Bo.Gi. e B.G., proprietari del fondo sito in (OMISSIS) (in catasto al fg. (OMISSIS) p.lle (OMISSIS), (OMISSIS), (OMISSIS), (OMISSIS) e (OMISSIS)), acquistato con rogito di compravendita del (OMISSIS), hanno convenuto in giudizio dinanzi al Tribunale di Termini Imerese – sezione distaccata di Corleone – Ca.St. e C.M.A., proprietarie del terreno confinante (censito in catasto alla part. (OMISSIS), successivamente frazionata nelle partt. (OMISSIS) e (OMISSIS)), lamentando che l’esatto confine tra i rispettivi fondi non era individuato e che le convenute avevano occupato una porzione di circa mq. 1.300, ricadente nella p.lla (OMISSIS), realizzandovi talune opere abusive.
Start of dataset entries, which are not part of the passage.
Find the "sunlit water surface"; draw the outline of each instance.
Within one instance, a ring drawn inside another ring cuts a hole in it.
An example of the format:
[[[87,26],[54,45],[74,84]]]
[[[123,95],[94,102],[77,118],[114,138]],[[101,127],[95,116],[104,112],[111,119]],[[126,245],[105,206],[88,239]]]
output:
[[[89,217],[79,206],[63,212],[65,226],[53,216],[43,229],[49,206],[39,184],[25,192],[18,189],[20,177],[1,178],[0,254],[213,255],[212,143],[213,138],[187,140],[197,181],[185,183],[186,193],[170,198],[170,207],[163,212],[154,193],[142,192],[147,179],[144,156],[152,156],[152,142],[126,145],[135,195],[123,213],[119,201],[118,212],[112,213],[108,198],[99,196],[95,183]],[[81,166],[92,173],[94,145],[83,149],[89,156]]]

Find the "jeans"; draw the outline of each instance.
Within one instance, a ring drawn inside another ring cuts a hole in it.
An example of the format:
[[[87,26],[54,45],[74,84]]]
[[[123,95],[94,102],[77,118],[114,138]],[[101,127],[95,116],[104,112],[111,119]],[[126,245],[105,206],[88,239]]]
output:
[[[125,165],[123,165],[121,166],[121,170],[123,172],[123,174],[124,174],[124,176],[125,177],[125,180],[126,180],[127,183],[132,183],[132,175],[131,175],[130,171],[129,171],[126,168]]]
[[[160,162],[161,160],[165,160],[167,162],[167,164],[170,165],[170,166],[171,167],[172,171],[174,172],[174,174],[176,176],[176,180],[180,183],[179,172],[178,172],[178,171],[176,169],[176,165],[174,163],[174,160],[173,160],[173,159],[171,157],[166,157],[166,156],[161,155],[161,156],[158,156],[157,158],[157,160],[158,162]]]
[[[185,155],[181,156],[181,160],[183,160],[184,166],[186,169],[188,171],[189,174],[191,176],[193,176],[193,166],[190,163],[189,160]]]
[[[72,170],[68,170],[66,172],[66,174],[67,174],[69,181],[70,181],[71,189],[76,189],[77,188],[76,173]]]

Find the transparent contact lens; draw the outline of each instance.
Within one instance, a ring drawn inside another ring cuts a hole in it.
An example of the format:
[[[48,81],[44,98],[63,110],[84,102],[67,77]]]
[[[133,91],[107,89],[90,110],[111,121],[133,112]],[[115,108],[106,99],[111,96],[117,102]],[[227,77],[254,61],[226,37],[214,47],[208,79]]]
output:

Hanno chiesto di individuare il confine tra i fondi, con apposizione dei termini lapidei, e di ordinare il rilascio della porzione illegittimamente occupata.

Ca.St. e C.M.A., costituitesi in giudizio, hanno proposto domanda riconvenzionale di usucapione, esponendo di aver instaurato – dinanzi al medesimo tribunale – un autonomo giudizio per l’accertamento dell’acquisto a titolo Originario della porzione controversa.

All’esito, il tribunale, respinta la richiesta di riunione dei processi e qualificata la domanda principale come regolamento di confini, ha dichiarato la tardività della riconvenzionale e ha identificato il confine tra i fondi con la “linea di colore nero, indicata in parte motiva, di cui all’elaborato grafico allegato alla relazione del CTU Geom. G.T. depositata il 16.09.2013”, ordinando alle convenute l’apposizione dei termini lapidei e la restituzione delle porzioni abusivamente detenute. La sentenza è stata integralmente riformata in appello. La Corte di Palermo ha osservato che gli attuali ricorrenti avevano inteso reagire all’occupazione di un’ampia estensione di terreno, sostenendo che “non di regolamento di confini può trattarsi, poichè non è questione un mero spostamento del confine tra le particene delle parti, odierne contendenti, ma di un’occupazione arbitraria perpetrata in tempi non conosciuti avverso la quale i B. non potevano reagire con la mera proposizione di una azione di regolamento di confini, ma con un’azione di rivendica, poichè nella loro domanda essi specificamente lamentano di aver perso il possesso e la disponibilità di una parte del loro fondo per opera delle convenute, attenendosi dunque allo schema dell’azione prevista dall’art. 948 c.c.”.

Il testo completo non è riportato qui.